Background: Random forest (RF) captures complex feature patterns that differentiate groups of samples and is rapidly being adopted in microbiome studies. However, a major challenge is the high dimensionality of microbiome datasets. They include thousands of species or molecular functions of particular biological interest. This high dimensionality significantly reduces the power of random forest approaches for identifying true differences. The widely used Boruta algorithm iteratively removes features that are proved by a statistical test to be less relevant than random probes.

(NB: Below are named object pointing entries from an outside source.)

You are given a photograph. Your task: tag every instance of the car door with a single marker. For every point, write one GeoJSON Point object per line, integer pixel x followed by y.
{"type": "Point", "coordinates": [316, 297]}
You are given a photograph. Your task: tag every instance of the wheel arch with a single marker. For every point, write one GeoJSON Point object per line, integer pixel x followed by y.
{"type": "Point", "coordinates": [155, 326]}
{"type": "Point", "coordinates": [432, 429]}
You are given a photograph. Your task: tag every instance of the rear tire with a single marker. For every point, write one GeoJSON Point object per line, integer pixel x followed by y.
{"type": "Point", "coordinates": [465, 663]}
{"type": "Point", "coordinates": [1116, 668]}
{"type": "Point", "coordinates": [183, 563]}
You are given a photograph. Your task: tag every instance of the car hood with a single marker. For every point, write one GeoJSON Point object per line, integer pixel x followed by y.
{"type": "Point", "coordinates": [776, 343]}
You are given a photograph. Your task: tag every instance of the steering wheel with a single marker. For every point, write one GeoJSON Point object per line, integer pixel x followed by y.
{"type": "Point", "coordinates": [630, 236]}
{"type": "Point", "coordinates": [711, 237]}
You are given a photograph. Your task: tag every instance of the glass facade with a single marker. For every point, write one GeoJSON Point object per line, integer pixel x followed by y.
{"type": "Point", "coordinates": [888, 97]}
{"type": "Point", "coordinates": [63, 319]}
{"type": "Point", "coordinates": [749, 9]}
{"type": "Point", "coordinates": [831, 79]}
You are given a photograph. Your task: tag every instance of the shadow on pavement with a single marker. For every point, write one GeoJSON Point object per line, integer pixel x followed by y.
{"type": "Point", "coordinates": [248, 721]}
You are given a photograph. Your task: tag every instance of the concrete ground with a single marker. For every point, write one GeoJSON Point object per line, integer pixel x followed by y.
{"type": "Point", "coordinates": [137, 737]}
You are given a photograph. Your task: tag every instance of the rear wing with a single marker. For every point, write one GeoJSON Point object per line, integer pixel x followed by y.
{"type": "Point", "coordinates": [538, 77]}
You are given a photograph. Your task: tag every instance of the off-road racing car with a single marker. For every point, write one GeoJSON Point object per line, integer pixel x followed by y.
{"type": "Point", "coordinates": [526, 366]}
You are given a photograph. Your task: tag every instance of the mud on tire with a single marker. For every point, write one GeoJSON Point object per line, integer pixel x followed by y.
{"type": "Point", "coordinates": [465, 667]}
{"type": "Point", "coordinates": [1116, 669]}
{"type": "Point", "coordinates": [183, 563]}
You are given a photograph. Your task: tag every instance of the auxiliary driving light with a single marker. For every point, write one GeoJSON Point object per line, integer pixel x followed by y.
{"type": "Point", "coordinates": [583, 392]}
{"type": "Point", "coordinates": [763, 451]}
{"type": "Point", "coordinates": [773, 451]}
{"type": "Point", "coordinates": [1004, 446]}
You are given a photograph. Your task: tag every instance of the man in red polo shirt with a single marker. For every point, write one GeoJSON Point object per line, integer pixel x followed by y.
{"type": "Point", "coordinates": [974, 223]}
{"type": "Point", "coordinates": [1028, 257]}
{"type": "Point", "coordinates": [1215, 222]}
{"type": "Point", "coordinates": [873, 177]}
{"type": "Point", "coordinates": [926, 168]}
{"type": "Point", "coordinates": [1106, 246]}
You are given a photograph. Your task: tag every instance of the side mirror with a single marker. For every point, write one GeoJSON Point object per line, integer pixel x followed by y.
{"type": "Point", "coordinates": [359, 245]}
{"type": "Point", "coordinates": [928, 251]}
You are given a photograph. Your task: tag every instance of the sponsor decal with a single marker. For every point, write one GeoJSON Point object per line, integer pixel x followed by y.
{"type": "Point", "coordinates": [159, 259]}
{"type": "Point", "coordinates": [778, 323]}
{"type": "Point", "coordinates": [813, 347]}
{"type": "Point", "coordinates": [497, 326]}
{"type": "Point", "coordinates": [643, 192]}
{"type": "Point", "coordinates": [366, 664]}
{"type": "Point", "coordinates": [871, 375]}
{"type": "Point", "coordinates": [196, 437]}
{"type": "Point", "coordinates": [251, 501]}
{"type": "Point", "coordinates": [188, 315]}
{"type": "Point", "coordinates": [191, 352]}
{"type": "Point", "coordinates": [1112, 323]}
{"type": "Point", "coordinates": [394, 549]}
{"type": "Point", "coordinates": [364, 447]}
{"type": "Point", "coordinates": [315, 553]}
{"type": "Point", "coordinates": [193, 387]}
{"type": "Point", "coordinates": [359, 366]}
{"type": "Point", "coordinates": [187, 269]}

Result: We developed a massively parallel forward variable selection algorithm and coupled it with the RF classifier to maximize the predictive performance. The forward variable selection algorithm adds new variable to a set of selected variables as far as the prespecified criterion of predictive power is improved. At each step, the parameters of random forest are optimized. We demonstrated the performance of the proposed approach, which we named RF-FVS, by analyzing two published datasets from large-scale case-control studies: (i) 16S rRNA gene amplicon data for Clostridioides difficile infection (CDI) and (ii) shotgun metagenomics data for human colorectal cancer (CRC). The RF-FVS approach further screened the variables that the Boruta algorithm left and improved the accuracy of the random forest classifier from 81% to 99.01% for CDI and from 75.14% to 90.17% for CRC.
Conclusion: Valid variable selection is essential for the analysis of high-dimensional microbiota data. By adopting the Boruta algorithm for pre-screening of the variables, our proposed RF-FVS approach improves the accuracy of random forest significantly with minimum increase of computational burden. The procedure can be used to identify the functional profiles that differentiate samples between different conditions.